Die Liberalen sind wie auch SPD-Kanzler Olaf Scholz gegen eine Rückkehr zur alten Wehrpflicht. „Alles, was junge Menschen zwingt, eine längere Zeit ihres Lebens bei der Bundeswehr zu verbringen, ist für die FDP ein No-Go“, sagt Müller. Die Wehrpflicht im Verteidigungsfall aber stellen sie nicht infrage.

Sonst könnten Männer klagen oder sich auf Basis des neuen Selbstbestimmungsgesetzes als divers erklären lassen, um sich dem Kriegsdienst zu entziehen.

Alexander Müller, FDP-Verteidigungspolitiker, fordert eine Grundgesetzänderung

Vielmehr will Müller, um sie praxistauglich zu machen, eine Verfassungsänderung: „Wir müssen dringen Artikel 12a des Grundgesetzes ändern – sonst könnten Männer klagen oder sich auf Basis des neuen Selbstbestimmungsgesetzes als divers erklären lassen, um sich dem Kriegsdienst zu entziehen.“ Darin sind nur „Männer“ erwähnt, die zum Dienst verpflichtet werden können.
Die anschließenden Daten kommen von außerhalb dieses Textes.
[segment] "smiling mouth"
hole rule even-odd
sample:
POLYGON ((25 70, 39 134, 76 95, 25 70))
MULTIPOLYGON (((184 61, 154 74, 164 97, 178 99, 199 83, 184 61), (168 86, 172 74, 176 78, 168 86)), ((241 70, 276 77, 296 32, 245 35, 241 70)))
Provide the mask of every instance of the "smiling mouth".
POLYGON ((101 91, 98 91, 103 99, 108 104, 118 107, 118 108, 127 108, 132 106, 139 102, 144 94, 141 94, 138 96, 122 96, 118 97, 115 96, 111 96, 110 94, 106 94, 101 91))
Die Geschlechterfrage beschäftigt das Ministerium auch, wenn es um eine neue Art von Dienst- oder Wehrpflicht geht, die nicht erst im Kriegsfall, sondern schon bald greifen soll, damit die Truppe größer wird und abschreckend wirkt. Trotz FDP-Skepsis möchte Pistorius noch in dieser Wahlperiode eine Entscheidung. Ein wenig Spielraum gestehen ihm die Liberalen zu. „Über Modelle, die die Zahl der freiwillig Dienenden erhöhen“, so Müller, „sind wir jederzeit gesprächsbereit.“

Um ein Modell zu finden, das funktioniert und politisch durchsetzbar ist, will sich Pistorius nun rund zwei Monate Zeit lassen. Die Vorarbeit kam von Breuer und Hilmer. „Wir haben uns dafür genau angeschaut, wie es Amerikaner, Briten, Dänen, Finnen, Franzosen und Schweden machen“, sagt der Staatssekretär.

Schwedisches Modell plus?

Er deutet auch an, dass das, was er und Pistorius in Stockholm gezeigt bekommen haben, sie am meisten beeindruckt hat, eine Ergänzung und Kombination jedoch die wahrscheinlichste Vorgehensweise sein dürfte. „Das schwedische Modell ist sehr flexibel, wenn es um die Aufwuchsfähigkeit und die Musterung geht“, so Hilmer, „aber auch Elemente aus anderen Ländern sind sehr interessant – Finnland zum Beispiel, wenn man auf die Grundausbildung schaut.“

Alle jungen Schwedinnen und Schweden bekommen Fragebogen der Armee zugeschickt, den sie ausfüllen müssen. Neben Angaben zur Gesundheit sollen sie auch ein Kreuz machen, wenn sie freiwillig zum Dienst antreten würden. Abhängig von der jeweiligen Zahl von Rekruten, die die Armee gewinnen will, erhält etwa eine fünffache Zahl eine Einladung zur Musterung, der Folge zu leisten ist.

Aus diesem Kontingent sind in Schweden bisher nur Männer und Frauen in die Armee gegangen, die ihre Bereitschaft dazu bekundet haben. Zum jetzigen Stand handelt es sich also um eine Musterungs-, nicht um eine Wehrpflicht – so kommen Menschen in Kontakt mit der Armee, die sich sonst nicht für sie interessiert hätten.

Je nach Sicherheitslage aber kann die Zahl der Gesuchten erhöht werden und irgendwann über der von Freiwilligen liegen. „Der Haken am schwedischen Modell ist, dass er auf einer gesetzlichen Wehrpflicht beruht“ – so FDP-Mann Müller.

Im Ministerium findet das möglicherweise ergänzende Modell Finnland großen Anklang, weil viele Menschen eine relativ kurze Ausbildung durchlaufen. Um manche davon für mehr zu gewinnen, gar für das Berufssoldatentum, braucht es gute Arbeitsbedingungen. Man werde sich, verspricht Hilmer, „weiter anstrengen, die Bundeswehr im Kampf um die besten Köpfe attraktiv aufzustellen“.